Desjardins souhaite au minimum maintenir ses parts de marché en 2018. Dans le secteur bancaire, l’institution financière se concentrera sur la grande région de Montréal et sur les jeunes pour augmenter ses parts de marché. Plus de 125 M$ ont été investis dans les dernières années à Montréal et plus de 10 nouveaux points de service ont vu le jour, démontrant le sérieux de la démarche de l’institution, selon Guy Cormier.

Alors que 350 000 entreprises ont un lien d’affaires avec la coopérative, Desjardins veut se concentrer sur celles de taille moyennes et trouver une manière de lier les entreprises ensemble.

Pour le moment, la part de marché de Desjardins concernant les prêts commerciaux au Québec est de 23 % ; elle est de 40 % dans le secteur agricole, et le président veut augmenter ces deux parts de marché à court terme.

Des annonces sont d’ailleurs prévues en 2018 sur le plan du capital de risque «pour aider les entreprises qui voudraient prendre des risques à l’étranger, en Europe, dit Guy Cormier.
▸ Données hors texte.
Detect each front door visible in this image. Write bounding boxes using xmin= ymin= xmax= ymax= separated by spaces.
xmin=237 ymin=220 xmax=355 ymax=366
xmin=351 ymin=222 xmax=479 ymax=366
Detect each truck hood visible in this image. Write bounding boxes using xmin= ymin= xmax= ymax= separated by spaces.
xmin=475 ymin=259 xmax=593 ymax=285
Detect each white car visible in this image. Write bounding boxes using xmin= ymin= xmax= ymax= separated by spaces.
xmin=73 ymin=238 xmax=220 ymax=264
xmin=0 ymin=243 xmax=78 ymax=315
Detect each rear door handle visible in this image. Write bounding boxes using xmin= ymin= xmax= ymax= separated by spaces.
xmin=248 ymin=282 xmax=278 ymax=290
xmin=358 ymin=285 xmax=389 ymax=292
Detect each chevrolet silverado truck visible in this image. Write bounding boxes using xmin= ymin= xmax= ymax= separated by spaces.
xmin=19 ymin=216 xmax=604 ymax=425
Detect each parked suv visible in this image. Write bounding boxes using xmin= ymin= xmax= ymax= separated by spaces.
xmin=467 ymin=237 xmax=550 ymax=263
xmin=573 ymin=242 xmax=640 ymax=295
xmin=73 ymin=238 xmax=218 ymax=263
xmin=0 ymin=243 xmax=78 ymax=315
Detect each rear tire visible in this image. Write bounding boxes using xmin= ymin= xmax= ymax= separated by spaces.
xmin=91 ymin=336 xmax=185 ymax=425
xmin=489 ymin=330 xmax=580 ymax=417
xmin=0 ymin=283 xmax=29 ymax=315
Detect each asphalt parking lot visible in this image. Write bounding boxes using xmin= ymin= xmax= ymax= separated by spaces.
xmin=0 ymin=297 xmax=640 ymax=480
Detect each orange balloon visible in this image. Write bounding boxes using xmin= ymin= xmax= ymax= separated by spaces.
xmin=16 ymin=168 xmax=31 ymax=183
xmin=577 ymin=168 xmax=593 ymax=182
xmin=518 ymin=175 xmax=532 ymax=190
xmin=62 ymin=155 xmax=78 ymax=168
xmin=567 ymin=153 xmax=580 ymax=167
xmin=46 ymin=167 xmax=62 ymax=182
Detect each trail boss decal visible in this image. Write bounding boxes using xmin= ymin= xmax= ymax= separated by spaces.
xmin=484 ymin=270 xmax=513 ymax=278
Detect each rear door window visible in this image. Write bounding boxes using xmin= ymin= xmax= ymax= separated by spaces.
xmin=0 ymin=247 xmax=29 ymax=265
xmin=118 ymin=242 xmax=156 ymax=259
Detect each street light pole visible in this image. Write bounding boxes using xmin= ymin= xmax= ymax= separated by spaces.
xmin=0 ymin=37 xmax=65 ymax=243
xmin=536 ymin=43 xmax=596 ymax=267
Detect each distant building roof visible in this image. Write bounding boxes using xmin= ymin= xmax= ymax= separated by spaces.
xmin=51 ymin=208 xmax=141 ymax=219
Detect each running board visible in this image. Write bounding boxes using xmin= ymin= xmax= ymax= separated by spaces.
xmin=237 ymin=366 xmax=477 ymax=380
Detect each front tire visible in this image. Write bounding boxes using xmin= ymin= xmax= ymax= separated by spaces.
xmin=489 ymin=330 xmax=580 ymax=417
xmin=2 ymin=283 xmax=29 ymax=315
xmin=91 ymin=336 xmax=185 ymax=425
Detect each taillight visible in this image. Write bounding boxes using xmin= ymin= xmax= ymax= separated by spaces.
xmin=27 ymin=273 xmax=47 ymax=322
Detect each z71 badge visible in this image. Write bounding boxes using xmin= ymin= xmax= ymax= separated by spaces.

Desjardins va vraiment être là pour les accompagner».

Desjardins s’appuiera sur son concept de caisse/assurance comme avantage concurrentiel afin d’occuper davantage de place en gestion de patrimoine au Canada.

La coopérative peut vendre de l’assurance dans ses succursales, ce qui n’est pas le cas des banques. Guy Cormier revoit l’offre d’assurances dans les caisses, afin d’être proactif et plus efficace : «Nous avons les produits, plusieurs réseaux de distribution, du capital amplement. En raison du vieillissement de la population et de l’enrichissement comme tel, le marché est très porteur pour nous.»